Namun, perusahaan itu pindah karena pemerintah Fidel Castro mulai merebut aset swasta pada 1960 dan tidak pernah kembali.
Minuman bersoda ini diciptakan pada 1886 di Atlanta, Georgia. Coca-Cola aktif menjual produknya hingga ke mancanegara pada tahun-tahun awal perkembangannya.
Pada awal 1900-an, minuman ini telah tersebar di Asia dan Eropa.
Namun, dorongan besar datang sebagai akibat dari Perang Dunia II ketika Coca-Cola diberikan kepada pasukan Amerika Serikat di luar negeri.
Ada lebih dari 60 pabrik pembotolan militer untuk Coca-Cola di seluruh dunia selama masa perang.
Dwight Eisenhower, pada saat itu komandan tertinggi pasukan Sekutu di Eropa, mengaku sebagai penggemar Coca-Cola dan ia memastikan ketersediaan minuman itu di Afrika Utara. Dia juga memperkenalkan minuman ini untuk jenderal Uni Soviet, Georgy Zhukov, yang meminta Coca-Cola dengan warna serupa vodka.

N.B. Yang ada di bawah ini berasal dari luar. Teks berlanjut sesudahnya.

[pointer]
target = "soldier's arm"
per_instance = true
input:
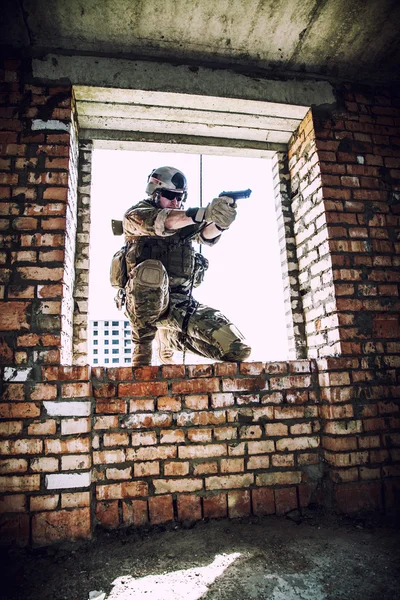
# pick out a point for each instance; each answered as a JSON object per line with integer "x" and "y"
{"x": 147, "y": 220}
{"x": 177, "y": 219}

Selama Perang Dingin, Coca-Cola menjadi simbol kapitalisme dan faultline antara kapitalisme dan komunisme, kata Bruce Webster, konsultan merek yang pernah bekerja sama dengan Coca-Cola.
"Coca-cola tidak dipasarkan di Uni Soviet karena ketakutan bahwa keuntungan akan langsung masuk ke kas pemerintah komunis," kata Standage. Pepsi mengisi kesenjangan dan banyak dijual di negara itu.
Ketika tembok Berlin runtuh pada 1989, banyak warga Jerman Timur membeli Coca-Cola, kata Standage. "Minum Coca-Cola menjadi simbol kebebasan."
Coca-Cola tidak berusaha untuk terlibat dalam politik, menurut Webster. Namun, sebagai sebuah merek besar yang terkait erat dengan Amerika Serikat, kadang-kadang Coca-Cola terjerat juga dalam politik.
Pada 2003, pengunjuk rasa di Thailand menuangkan Coca-Cola ke jalan-jalan saat demonstrasi menentang invasi Amerika Serikat ke Irak. Penjualan sementara ke negara ini pun dihentikan.
Presiden Iran, Mahmoud Ahmadinejad, juga mengancam akan melarang Coca-Cola dan Presiden Venezuela Hugo Chavez baru-baru ini mendesak orang untuk minum jus buah buatan lokal daripada minum Coca-Cola atau Pepsi.
Saat ini pasar Coca Cola berkembang amat pesat di China, India, dan Brasil. Terlebih lagi Piala Dunia sepakbola akan diadakan di Brasil pada 2014 dan kemudia Olimpiade Musim Panas di Rio de Janeiro pada 2016. Maka makin berkibarlah simbol kapitalisme ini.